4 Then he said to me: Prophesy over these bones, and say to them: Dry bones, hear the word of the LORD! 5 Thus says the Lord GOD to these bones: See! I will bring spirit into you, that you may come to life. 6 I will put sinews upon you, make flesh grow over you, cover you with skin, and put spirit in you so that you may come to life and know that I am the LORD. 11 Then he said to me: Son of man, these bones are the whole house of Israel. They have been saying, “Our bones are dried up, our hope is lost, and we are cut off.” 12 Therefore, prophesy and say to them: Thus says the Lord GOD: O my people, I will open your graves and have you rise from them, and bring you back to the land of Israel. Ezekiel 37:4-6, 11-12)

Isaiah is using the device of foreign kings to tell the people not only that they have been resurrected, but why. The speaker changes in verse 10, and Isaiah is speaking for God himself.

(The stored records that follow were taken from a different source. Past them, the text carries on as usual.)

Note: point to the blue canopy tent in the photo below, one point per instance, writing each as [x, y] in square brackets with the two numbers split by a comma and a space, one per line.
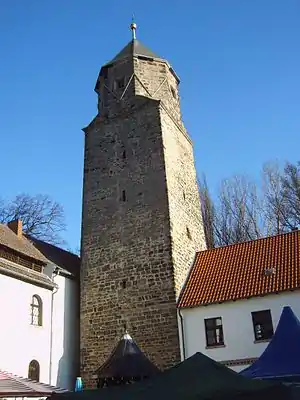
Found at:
[281, 359]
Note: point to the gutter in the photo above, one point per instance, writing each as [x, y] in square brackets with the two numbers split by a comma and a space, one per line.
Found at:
[182, 333]
[55, 273]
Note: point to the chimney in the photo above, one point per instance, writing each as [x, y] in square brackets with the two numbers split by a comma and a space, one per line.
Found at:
[16, 227]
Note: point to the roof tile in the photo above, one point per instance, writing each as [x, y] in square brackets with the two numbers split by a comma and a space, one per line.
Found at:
[20, 244]
[239, 271]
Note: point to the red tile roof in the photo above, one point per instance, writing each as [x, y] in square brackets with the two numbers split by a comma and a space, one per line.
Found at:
[243, 270]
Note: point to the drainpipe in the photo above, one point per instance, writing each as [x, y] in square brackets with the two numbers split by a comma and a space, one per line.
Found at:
[55, 273]
[182, 333]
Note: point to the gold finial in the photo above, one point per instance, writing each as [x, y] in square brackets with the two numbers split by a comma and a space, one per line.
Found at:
[133, 28]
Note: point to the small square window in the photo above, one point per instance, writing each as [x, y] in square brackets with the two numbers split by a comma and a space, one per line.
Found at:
[173, 92]
[262, 325]
[214, 332]
[119, 83]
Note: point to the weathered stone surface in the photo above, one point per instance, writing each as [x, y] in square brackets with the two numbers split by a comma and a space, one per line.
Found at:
[141, 216]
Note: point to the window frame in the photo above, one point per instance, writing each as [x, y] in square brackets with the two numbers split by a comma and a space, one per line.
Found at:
[261, 318]
[34, 370]
[217, 342]
[36, 311]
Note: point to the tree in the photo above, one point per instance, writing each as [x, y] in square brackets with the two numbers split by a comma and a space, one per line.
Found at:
[208, 212]
[237, 216]
[243, 210]
[291, 193]
[41, 216]
[274, 199]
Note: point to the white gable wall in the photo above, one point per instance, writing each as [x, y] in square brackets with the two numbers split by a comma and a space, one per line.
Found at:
[21, 342]
[237, 326]
[65, 348]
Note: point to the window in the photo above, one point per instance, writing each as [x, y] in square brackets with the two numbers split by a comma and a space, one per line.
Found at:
[262, 325]
[214, 332]
[188, 233]
[34, 371]
[173, 92]
[119, 83]
[36, 314]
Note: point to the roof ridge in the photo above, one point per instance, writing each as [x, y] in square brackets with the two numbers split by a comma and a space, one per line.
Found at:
[250, 241]
[243, 270]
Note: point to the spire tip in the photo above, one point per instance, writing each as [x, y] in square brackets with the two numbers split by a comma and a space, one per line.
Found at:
[133, 28]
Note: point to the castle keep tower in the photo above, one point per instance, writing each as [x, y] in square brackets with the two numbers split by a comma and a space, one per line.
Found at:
[141, 222]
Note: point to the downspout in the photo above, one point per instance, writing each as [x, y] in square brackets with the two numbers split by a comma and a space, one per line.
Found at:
[55, 273]
[182, 333]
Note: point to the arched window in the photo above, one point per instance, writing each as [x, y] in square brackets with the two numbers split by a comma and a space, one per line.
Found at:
[34, 370]
[36, 310]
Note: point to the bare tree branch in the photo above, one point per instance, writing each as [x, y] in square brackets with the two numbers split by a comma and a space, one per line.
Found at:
[291, 193]
[42, 217]
[208, 212]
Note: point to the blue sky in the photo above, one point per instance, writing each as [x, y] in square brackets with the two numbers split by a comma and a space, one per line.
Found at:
[238, 60]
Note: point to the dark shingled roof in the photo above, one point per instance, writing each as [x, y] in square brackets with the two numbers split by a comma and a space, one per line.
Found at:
[19, 244]
[60, 257]
[133, 48]
[127, 360]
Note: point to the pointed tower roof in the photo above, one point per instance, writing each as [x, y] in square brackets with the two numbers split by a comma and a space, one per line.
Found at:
[133, 48]
[127, 361]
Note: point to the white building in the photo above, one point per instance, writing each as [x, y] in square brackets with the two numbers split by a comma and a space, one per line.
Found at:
[39, 294]
[234, 295]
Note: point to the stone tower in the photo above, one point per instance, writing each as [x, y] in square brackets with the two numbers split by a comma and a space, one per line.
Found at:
[141, 222]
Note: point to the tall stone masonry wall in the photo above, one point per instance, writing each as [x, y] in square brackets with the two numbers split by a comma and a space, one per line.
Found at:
[139, 198]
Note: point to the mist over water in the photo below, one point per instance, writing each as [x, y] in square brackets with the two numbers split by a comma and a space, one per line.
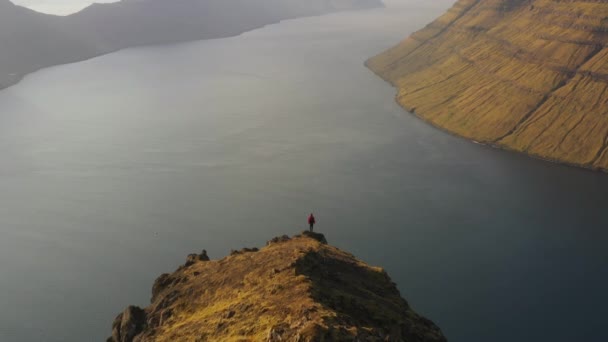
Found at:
[116, 168]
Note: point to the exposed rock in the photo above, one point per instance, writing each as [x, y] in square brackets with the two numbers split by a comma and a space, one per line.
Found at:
[128, 324]
[525, 75]
[278, 239]
[299, 289]
[316, 236]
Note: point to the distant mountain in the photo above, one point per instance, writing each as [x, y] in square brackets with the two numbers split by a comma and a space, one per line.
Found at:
[30, 40]
[525, 75]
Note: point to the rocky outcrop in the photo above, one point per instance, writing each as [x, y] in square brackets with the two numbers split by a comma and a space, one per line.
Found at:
[294, 289]
[525, 75]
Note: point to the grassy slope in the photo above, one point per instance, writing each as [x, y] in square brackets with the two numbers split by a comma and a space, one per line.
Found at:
[299, 287]
[526, 75]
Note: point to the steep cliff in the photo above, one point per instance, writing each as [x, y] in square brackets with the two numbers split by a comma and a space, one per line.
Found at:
[294, 289]
[525, 75]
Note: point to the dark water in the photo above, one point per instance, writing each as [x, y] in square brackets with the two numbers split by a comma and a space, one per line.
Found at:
[116, 168]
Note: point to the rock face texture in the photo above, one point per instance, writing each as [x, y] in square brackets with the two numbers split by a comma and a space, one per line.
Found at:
[30, 40]
[525, 75]
[294, 289]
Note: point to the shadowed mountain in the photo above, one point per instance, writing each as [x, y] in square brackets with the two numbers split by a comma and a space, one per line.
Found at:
[524, 75]
[30, 40]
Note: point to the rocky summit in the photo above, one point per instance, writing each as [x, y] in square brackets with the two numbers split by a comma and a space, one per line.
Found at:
[293, 289]
[525, 75]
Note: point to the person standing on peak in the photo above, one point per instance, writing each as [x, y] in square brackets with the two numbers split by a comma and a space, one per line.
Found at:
[311, 221]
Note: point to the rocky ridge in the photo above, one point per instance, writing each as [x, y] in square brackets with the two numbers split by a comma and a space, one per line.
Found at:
[294, 289]
[524, 75]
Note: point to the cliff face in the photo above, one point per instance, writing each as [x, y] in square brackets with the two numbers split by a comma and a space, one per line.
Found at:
[294, 289]
[525, 75]
[30, 40]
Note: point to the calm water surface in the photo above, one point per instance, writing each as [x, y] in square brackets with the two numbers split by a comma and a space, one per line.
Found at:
[114, 169]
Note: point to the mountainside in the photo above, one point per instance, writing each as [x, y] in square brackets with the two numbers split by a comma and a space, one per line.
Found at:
[294, 289]
[30, 40]
[525, 75]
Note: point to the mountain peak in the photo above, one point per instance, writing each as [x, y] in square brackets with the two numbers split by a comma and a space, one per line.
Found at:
[297, 288]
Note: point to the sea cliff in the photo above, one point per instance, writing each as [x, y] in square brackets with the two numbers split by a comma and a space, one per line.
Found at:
[524, 75]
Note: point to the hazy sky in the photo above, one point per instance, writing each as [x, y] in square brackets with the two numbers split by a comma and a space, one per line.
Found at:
[61, 7]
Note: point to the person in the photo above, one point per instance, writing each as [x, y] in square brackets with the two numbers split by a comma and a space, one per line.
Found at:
[311, 221]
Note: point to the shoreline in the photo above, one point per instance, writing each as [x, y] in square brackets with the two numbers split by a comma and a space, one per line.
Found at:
[499, 147]
[20, 77]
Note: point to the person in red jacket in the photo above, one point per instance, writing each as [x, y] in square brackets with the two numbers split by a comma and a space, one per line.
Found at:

If he gives his life as an offering for sin,

he shall see his descendants in a long life,

and the will of the LORD shall be accomplished through him. Isaiah 53:10

 

The purpose of Israel is not power, but presence: to be of God in the world and to accomplish God’s will. Isaiah famously says

 

It is too little, he says, for you to be my servant,

to raise up the tribes of Jacob,

and restore the survivors of Israel;

I will make you a light to the nations,

that my salvation may reach to the ends of the earth. (Isaiah 49:6)

 

Israel’s task is international: to bring all to the knowledge of God by living lives of righteousness. This any adult knows requires purification; although Israel was no guiltier than others because of the knowledge she has received and the task for which she is being prepared, she required punishment that was literally death and rebirth. Isaiah makes this clear at the very beginning of this section of the book:

 

 Comfort, comfort my people

      says your God.

     2    Speak tenderly to Jerusalem

      and declare to her

     that her term of service is over,

      that her iniquity has been pardoned,

     that she has received from the LORD’s hand

      double for all her sins. (40:1-2)

 

Given the events of this last summer the message of Isiah to the Church is loud, clear and painful.

 

The cover ups particularly concerning the rise of former Cardinal Mc Carrick reveal that we need revolution, not reform. This is not in doctrine or moral teaching. The change needs to be in pastoral practice and accountability in many areas. As this means a change in power, we can expect it to be bitterly fought.

 

We need to recognize what the Church is. We are not a club or self-help group. We do not exist for ourselves but for the world. Our job is not to save our souls but to be a light of the nations by bringing the good news to the poor. If we do that, we will know God here and now and live with him forever.

 

This is difficult and painful, and we will be taught how to do it by saints. In his homily last week for the newly canonized saints including Oscar Romero and Pope Paul the sixth, Pope Francis reflects this reality perfectly. The emphasis is mine, but the words are his:

 

“Let us ask for the grace always to leave things behind for love of the Lord: to leave behind wealth, the yearning for status and power, structures that are no longer adequate for proclaiming the Gospel, those weights that slow down our mission, the strings that tie us to the world. Without a leap forward in love, our life and our Church become sick from ‘complacency and self-indulgence.

“All these saints, in different contexts, put today’s word into practice in their lives, without being lukewarm, without calculation, with the passion to risk everything and to leave it all behind …. May the Lord help us to imitate their example.”